Pemerintahan baru di bawah komando presiden terpilih Joko Widodo dan wakil presiden terpilih Jusuf Kalla diharapkan menghasilkan kebijakan baru yang bisa mendorong pertumbuhan emiten-emiten di pasar modal. Investor dalam negeri pun harus mampu berkompetisi dengan investor asing.
"Tentunya pemerintahan baru dan kebijakan-kebijakan baru yang tentunya akan mendorong pertumbuhan ekonomi, pertumbuhan emiten-emiten Indonesia ke depan pasar modal Indonesia akan jadi lebih baik," ujar Direktur utama PT. Bursa Efek Indonesia (BEI), Ito Warsito di Jakarta, Rabu (17/9).

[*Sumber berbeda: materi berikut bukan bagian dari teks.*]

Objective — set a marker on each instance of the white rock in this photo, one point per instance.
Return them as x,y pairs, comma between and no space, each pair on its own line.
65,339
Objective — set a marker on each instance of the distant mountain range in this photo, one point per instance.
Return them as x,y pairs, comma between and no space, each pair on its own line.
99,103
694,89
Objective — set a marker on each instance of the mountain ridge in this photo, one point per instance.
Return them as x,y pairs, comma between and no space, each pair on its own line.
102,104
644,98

Menurutnya, investor asing semakin tertarik masuk bursa saham Indonesia. Indikatornya dari data BEI, sepanjang tahun ini investor asing memasukkan dananya hingga Rp 54 triliun. Ito mengklaim, data itu menunjukkan tingginya minat investor asing menanam modal di Indonesia.

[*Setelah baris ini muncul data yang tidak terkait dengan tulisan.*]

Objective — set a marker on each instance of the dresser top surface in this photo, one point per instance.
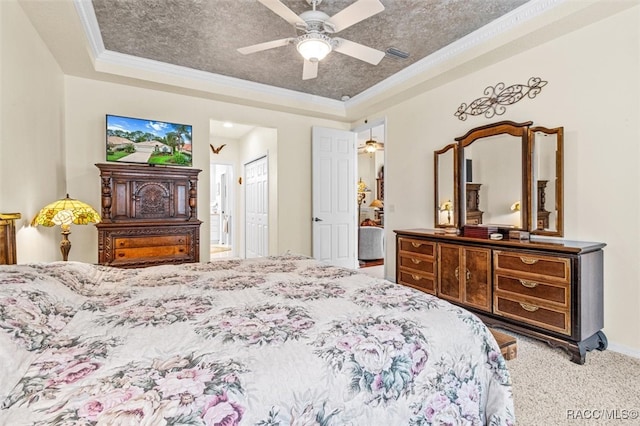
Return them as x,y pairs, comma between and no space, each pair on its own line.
535,243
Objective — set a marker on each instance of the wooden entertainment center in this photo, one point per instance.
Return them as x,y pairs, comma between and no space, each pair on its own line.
149,215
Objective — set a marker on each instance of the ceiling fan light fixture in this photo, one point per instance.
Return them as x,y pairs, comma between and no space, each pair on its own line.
370,146
314,46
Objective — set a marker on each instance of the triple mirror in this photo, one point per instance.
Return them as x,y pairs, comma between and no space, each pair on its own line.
504,174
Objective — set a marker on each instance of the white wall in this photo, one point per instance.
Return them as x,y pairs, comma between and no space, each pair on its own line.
593,91
32,151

"Karena lebih dari Rp 54 triliun itu rekor baru dalam sejarah pasar modal Indonesia," ucap dia.
Peran investor lokal juga diakui tak kalah signifikan. Indikatornya dilihat dari total kepemilikan saham investor lokal di bursa sebanyak 64 persen.

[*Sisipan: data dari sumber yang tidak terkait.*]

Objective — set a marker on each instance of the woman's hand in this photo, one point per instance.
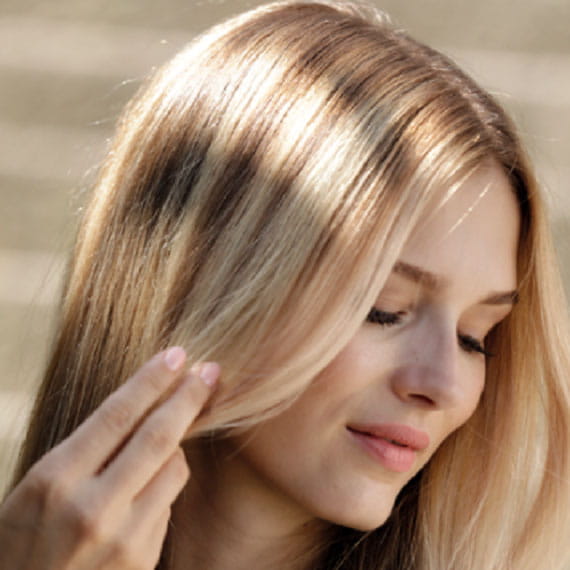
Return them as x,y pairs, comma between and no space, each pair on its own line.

"Tapi ini lebih baik dari akhir tahun 2008 yang masih di atas 70 persen. Artinya selama 5 tahun terakhir peran investor domestik meningkat. Walaupun dari segi nilai investor asing masih memiliki bagian yang besar," kata dia.
Dilihat dari kinerja IHSG, Ito melihat trennya cukup positif dengan peningkatan pesat. IHSG belum lama membuat rekor baru melampaui rekor lama yang dibuat tahun lalu. "Kemarin kan indeks tertinggi 5262. Dulu 5214," ucap dia.